Critiques of the current business model come mostly from observers of higher education, rather than from participants. The observers have been very outspoken.
A nationwide opinion poll conducted for Northeastern University reported that while three in four respondents said American colleges outranked those in both emerging and mature economies, 83 percent said American higher education “needs to change to remain competitive.” That view was even more prevalent among adults ages 18 to 30, 90 percent of whom agreed with that statement.
Within higher education itself, however, there is a generally more conservative stance. A survey of presidents indicated that the four major concerns were Federal student aid, budget shortfalls, decline of state support, and rising tuition/affordability, which are all important effects of the current business model but don’t necessary address the model itself. A survey of chief business officers of colleges and universities showed that most business offers see the business model as strained but workable. And two thirds characterized their institution’s financial health as either excellent or good.
Trustees are caught in the middle between public opinion and campus opinion. When the Association of Governing Boards of Universities and Colleges issued the results of its survey of 2,500 trustees this year, they found that trustees think that college costs are too high at other institutions but not at their own. They also view educational outcomes more favorably for their own institution than in higher education generally
It’s certainly easy to believe that we are trapped in a bubble, not unlike the dot.com bubble or the mortgage bubble, where all signs pointed to collapse but participants kept behaving the same. Immediately after each bubble burst, all of us said “what were they thinking?” and self-righteously condemned them for their foolishness and greed.
In the last year I’ve becoming far more sympathetic with the participants in recent “bubbles” that burst, now that my own industry is a likely candidate. Why? Because there are severe penalties if you act any differently than to continue to stay in the bubble. If you stop raising tuition so rapidly, you just lose revenue (you don’t actually get much else). If you control academic or administrative costs, you get campus turmoil which few are prepared to face. If you limit your facilities growth, prospective students go elsewhere. If you start to shift the faculty reward balance toward teaching, faculty revolt and the best might leave.

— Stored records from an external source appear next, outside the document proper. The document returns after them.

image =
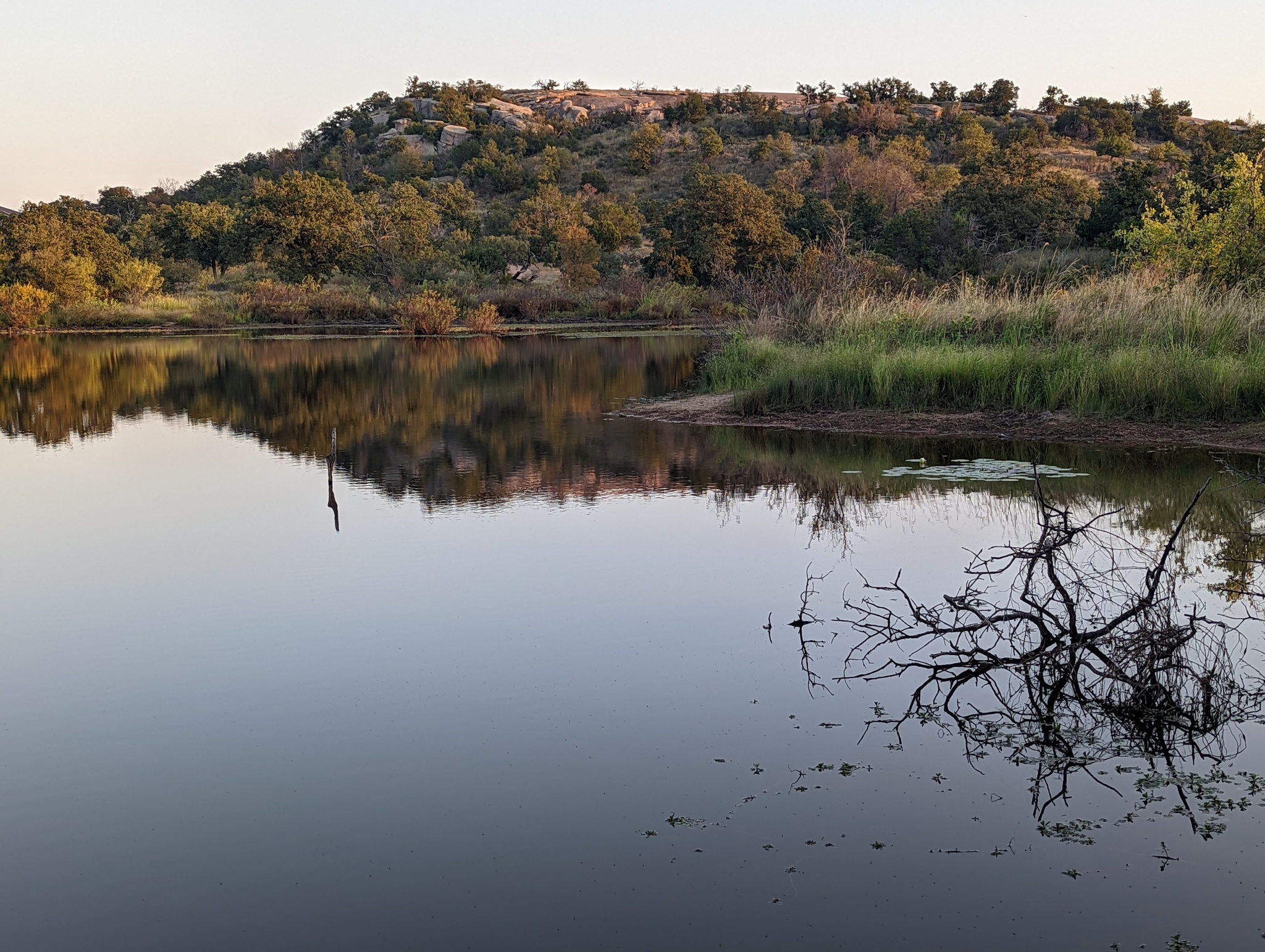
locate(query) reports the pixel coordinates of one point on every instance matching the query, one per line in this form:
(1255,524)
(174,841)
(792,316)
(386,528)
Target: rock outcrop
(452,137)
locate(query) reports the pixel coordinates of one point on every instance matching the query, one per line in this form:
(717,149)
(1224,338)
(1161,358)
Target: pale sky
(136,91)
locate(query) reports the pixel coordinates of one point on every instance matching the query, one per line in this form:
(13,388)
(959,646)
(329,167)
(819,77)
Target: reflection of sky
(224,722)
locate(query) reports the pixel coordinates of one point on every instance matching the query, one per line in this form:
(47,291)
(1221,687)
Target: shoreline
(363,329)
(718,410)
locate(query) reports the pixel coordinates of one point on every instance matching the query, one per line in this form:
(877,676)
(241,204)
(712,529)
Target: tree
(415,89)
(710,144)
(1016,199)
(615,223)
(200,233)
(723,225)
(1161,119)
(892,90)
(935,241)
(580,256)
(1122,201)
(62,247)
(1054,101)
(644,148)
(815,95)
(1002,98)
(544,217)
(1095,118)
(304,225)
(120,203)
(1216,235)
(23,305)
(133,280)
(400,225)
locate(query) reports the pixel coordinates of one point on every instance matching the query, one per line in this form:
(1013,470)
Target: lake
(516,673)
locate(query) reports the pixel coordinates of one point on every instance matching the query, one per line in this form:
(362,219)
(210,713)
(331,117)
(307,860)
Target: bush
(133,280)
(645,147)
(1117,146)
(710,144)
(595,178)
(485,319)
(23,305)
(428,312)
(275,301)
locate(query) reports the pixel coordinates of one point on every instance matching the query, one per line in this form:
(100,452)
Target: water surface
(534,635)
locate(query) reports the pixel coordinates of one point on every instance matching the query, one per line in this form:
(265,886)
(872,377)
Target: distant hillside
(468,185)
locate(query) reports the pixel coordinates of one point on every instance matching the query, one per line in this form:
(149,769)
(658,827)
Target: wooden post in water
(329,469)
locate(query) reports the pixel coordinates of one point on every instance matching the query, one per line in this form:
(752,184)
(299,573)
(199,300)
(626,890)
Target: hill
(634,201)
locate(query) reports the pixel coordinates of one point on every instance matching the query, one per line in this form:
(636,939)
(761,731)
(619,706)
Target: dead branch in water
(1064,651)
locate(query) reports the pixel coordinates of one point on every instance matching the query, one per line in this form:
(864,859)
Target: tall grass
(1125,347)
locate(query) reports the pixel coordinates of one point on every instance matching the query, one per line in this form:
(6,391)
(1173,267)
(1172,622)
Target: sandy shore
(718,410)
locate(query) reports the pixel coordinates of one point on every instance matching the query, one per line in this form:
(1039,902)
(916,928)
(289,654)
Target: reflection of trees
(1068,651)
(480,420)
(451,420)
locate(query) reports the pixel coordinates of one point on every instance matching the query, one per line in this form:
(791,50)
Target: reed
(1126,347)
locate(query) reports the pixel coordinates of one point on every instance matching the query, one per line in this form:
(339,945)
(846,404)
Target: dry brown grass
(485,319)
(428,312)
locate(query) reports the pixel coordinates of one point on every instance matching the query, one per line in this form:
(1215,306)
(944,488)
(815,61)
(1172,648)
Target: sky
(138,91)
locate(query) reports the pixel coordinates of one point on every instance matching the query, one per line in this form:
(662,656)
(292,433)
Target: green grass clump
(1112,349)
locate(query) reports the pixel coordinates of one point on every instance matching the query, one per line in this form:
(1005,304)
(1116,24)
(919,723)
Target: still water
(518,674)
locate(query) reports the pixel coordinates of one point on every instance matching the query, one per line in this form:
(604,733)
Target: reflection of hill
(452,420)
(480,420)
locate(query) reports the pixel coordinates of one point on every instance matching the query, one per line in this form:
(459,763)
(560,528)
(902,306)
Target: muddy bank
(718,410)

So we know we are in a bubble and must take action, yet we also know that action spells short-term trouble for our institutions.
I recommend following two parallel strategies.
First, maintain the status quo to as limited a degree as you can. Don’t directly confront the status quo if you have the luxury to continue to enjoy it.
Second, develop and nurture alternative “business models” in parallel to your existing “status quo” model that is likely to evolve into your institution of the future.
Institutions as different at Harvard and Southern New Hampshire University are both following this two-pronged approach.
Harvard, along with MIT and other research universities, have announced the creation of edX, a well-capitalized joint venture to begin offering MOOCs (massive open online courses) by their faculty. These courses likely to compete, for better or worse, with courses at other colleges lower on the prestige ladderHarvard has partnered with a variety of other high-powered universities to create edX, a well-capitalized initiative in online education using massive open online courses (MOOCs) taught by their very best faculty.
Southern New Hampshire University is now two separate educational enterprises, a traditional campus program and an online program, with cross-fertilization of both academics and finances.
Another strategy worth watching is the New Paradigm Initiative, where a consortium of 16 liberal arts colleges and universities in the South that will offer online and blended courses to students on any of the campuses within the consortium, meaning students at one institution are no longer limited to the courses offered just at their college. “In an effort to maintain the feel of small liberal-arts classes, professors on the home campus of a course will teach in a classroom outfitted with conference capabilities and students on other campuses will take part in real-time, synchronous discussions.”
Institutions that can’t afford a parallel of two separate strategies, such as the Meadville Lombard Theological School, have opted to follow the second path (blended instruction exclusively), so far to resounding success.
These examples are just a few of the many places where new business models are emerging. It is highly likely that the pace of adoption of the new models will accelerate rapidly in the next year.